= Charles Watson (businessman) =

American businessman

Charles Watson is the founder of The Natural Gas Clearinghouse. Later renamed Dynegy, the firm was a highly diverse energy trading company that was similar to rival Enron in many respects. Watson attempted to orchestrate a buyout of Enron in late 2001, but withdrew following the restating of Enron's financials. At one time this was the 11th to the largest corporation on the Fortune 500.

Watson left Dynegy in late 2002 when Dynegy's own finances took a turn for the worse amid allegations of accounting frauds, misconduct in the California energy crises and other serious problems. He was replaced by Bruce Williamson.

He later founded Eagle Energy Partners where he acted as the chairman. Eagle Energy Partners was later acquired by Lehman Brothers and then sold to EDF Trading, pending Lehman Brothers' bankruptcy. At Lehman Brothers, he served as a Partner and Managing Director. He currently serves on the board of EDFT, the managing partner and governing body of Eagle Energy Partners. He is also a Senior Advisor to the EDF Group in North America.

Watson, an Oklahoma State University alumnus, and member of the Sigma Chi fraternity, is principal of Caldwell Watson. He is currently the minority owner of the Iowa Wild hockey team, and is the vice chairman and minority owner of the Houston Texans, where he chaired Houston's 2004 Super Bowl host committee.

Watson was inducted into the Texas Business Hall of Fame and was named "Master Entrepreneur" by Ernst & Young. In 2005, Watson was named Chairman of the Sigma Chi Foundation.

Watson has served on the Boards of the Independent Petroleum Association of America (IPAA), Natural Gas Supply Association (NGSA), Interstate Natural Gas Association of America (INGAA), Edison Electric Institute (EEI), Natural Gas Council (NGC) and is currently on the boards of Baker Hughes, Baylor College of Medicine, Mainstream Renewable Power, Shona Energy Company, Patman Drilling Inc., Central Houston Inc., and Angeleno Group. In 1996 Watson co-founded Caldwell Watson Real Estate Group and was a Principal. He is the chairman of Wincrest Ventures, a venture capital company he founded in 1994. He has been a Director of Theatre Under the Stars and Hobby Center for the Performing Arts. Watson is a Member of the Executive Committee of Edison Electric Institute as well as a founding Member of the Natural Gas Council. Partners at one point with Fritz Strayer.

Mr.
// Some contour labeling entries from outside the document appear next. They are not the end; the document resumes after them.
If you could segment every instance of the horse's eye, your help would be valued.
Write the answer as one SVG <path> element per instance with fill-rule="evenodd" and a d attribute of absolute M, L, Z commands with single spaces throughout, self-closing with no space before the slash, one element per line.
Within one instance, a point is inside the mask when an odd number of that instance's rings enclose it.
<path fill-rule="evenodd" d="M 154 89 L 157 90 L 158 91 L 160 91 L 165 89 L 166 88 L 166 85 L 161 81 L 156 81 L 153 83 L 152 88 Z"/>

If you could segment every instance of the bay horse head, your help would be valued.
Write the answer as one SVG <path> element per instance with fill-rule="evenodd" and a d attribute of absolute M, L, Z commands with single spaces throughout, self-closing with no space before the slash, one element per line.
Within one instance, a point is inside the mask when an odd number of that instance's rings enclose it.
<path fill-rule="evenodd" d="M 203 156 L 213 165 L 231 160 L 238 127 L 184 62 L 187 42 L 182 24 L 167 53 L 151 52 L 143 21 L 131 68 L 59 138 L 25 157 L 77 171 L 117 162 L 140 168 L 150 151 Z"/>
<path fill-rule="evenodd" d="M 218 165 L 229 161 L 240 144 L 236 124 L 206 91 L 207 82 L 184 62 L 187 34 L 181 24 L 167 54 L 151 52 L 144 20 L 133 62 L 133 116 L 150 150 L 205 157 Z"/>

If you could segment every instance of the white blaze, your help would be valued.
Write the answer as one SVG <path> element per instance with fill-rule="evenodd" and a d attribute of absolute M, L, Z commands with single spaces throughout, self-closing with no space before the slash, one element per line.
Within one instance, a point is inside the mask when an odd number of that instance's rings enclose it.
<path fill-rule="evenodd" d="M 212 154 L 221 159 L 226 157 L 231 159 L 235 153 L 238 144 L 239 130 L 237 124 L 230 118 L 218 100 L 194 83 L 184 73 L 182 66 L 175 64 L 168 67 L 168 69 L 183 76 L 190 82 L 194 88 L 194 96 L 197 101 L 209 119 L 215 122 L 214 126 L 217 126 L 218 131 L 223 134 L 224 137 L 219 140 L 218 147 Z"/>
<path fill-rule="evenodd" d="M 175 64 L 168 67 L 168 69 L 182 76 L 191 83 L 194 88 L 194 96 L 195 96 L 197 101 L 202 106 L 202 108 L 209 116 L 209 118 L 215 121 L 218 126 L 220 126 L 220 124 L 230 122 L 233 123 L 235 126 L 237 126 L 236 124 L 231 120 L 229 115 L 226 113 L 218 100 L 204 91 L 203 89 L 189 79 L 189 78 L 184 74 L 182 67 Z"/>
Watson is also chairman and CEO of Advanced Blast Protection Systems (ABPS), a company that developed new technology to greatly increase the protection tools available to those dealing with blast, fire and ballistic assaults.

He is now chairman of the board and co-founder of Twin Eagle Resource Management (founded in September 2010), a Houston-based company that provides wholesale energy and midstream services throughout North America.

Since 2005, he has served on the Board of Advisors for Angeleno Group, a private equity and venture capital firm focused on sustainable energy investments.

Watson is also the former owner of the Houston Aeros minor league hockey team (now the Iowa Wild).